Look! A transfer that actually got a wavier accepted to play at Syracuse!
It’s time for another preseason player profile for the Syracuse men’s basketball team. To look at all our player profiles and more preseason content, visit the men’s basketball section here.
Recently, Syracuse has found tremendous success with transfers in guys like Michael Gbinije, Andrew White, John Gillon, Paschal Chukwu, and most recently Elijah Hughes. Griffin looks to follow in their footsteps, especially Hughes’. The Illinois transfer is the favorite to take the recent NBA draft pick’s spot in the SU starting lineup.
The immediate thing that pops out about Griffin is his shooting. That’s the one area where perhaps the absence of Hughes will be felt the least. What remains to be seen is if Griffin can help replace the defense and intangibles that the former East Carolina transfer brought to Jim Boeheim’s squad.
Recently on a Zoom call, Boeheim compared Griffin’s motor to Baye Moussa Keita.
“Every play he’ll go after a rebound from 20 feet away and go get it above the rim. Loose ball, he’ll go get it from 25 feet away. He’s a huge motor guy. … He’s still a skill player. He shoots the ball well and makes plays. He’s a highly skilled player who’s working on his ball-handling, penetration.”

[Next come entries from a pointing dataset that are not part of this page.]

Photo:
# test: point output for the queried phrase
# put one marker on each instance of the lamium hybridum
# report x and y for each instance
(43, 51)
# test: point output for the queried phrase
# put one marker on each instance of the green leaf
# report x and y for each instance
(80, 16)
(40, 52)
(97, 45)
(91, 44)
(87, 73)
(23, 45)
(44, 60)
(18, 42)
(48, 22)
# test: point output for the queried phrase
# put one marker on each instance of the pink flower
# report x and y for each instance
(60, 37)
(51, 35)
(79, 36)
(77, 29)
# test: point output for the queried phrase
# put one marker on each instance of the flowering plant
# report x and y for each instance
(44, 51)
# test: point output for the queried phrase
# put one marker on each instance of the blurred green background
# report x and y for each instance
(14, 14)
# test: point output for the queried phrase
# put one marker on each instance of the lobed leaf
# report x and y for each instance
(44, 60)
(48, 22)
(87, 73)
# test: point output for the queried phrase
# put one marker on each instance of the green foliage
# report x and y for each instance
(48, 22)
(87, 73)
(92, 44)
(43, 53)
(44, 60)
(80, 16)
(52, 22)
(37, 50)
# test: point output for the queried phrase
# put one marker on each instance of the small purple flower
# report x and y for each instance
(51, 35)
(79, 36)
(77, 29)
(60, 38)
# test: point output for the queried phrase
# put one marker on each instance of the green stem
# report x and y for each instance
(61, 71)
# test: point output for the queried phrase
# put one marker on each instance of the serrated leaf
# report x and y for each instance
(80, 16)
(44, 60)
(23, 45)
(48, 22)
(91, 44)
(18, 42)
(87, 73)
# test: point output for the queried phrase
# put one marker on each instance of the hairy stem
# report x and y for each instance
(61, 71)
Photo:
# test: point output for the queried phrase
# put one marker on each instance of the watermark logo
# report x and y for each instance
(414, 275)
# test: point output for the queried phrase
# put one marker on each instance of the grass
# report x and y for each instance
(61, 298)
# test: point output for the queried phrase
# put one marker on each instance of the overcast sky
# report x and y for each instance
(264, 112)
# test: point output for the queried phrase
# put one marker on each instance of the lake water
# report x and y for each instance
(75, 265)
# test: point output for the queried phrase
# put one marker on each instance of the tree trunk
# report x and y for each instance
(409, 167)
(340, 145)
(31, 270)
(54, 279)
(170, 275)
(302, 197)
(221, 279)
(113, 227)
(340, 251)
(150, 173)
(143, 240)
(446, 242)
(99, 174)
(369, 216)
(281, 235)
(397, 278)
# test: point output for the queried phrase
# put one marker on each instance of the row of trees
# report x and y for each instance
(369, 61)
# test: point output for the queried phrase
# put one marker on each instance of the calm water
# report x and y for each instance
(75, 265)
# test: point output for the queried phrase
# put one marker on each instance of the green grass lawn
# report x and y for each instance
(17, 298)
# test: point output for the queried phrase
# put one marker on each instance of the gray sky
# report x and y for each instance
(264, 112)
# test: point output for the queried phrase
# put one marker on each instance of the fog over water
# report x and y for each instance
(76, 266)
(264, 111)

Vitals: 6-foot-5, 190 lbs.
Stats: 2019-20 (Illinois): 8.9 points, 4.5 rebounds, and 0.6 assists per game. Griffin led Illinois in three-point field goal percentage (41.6) and free-throw percentage (86.1)
Strengthens/Weaknesses: As I mentioned above, the shooting is what jumps off the chart when you look at Griffin. Not only does he have a quick-trigger three, he also shows great off-ball movement to make himself open for a free three. That alone should take some pressure off of the Syracuse guards to create threes for themselves. You also can’t ignore 4.5 rebounds in 18.1 minutes of average game time, which is pretty good for a player his height.
The biggest unknown is how Griffin will integrate into the 2-3 zone. A lot has been said about his wide wingspan, but it remains to be seen if that will make up for the height deficit at the back of the zone. Perhaps a mid-range game would help Griffin as well, as a quick look at his highlights shows that he either shoots from behind the arc or at the rim.
Ceiling: Griffin proves to be an efficient and reliable scoring option as he consistently finds himself open for easy threes. He easily replaces the scoring lost by Hughes, which means that Buddy Boeheim and Joe Girard don’t have to do everything on offense. His wingspan also forces turnovers on defense as he provides a secure pair of hands to aid in rebounding efforts.
Floor: Griffin falls prey to “Syracuse Syndrome” and loses any sense of consistency behind the arc. His lack of offensive contributions compound with weak defensive influence, which means Coach Boeheim turns to Quincy Guerrier more often.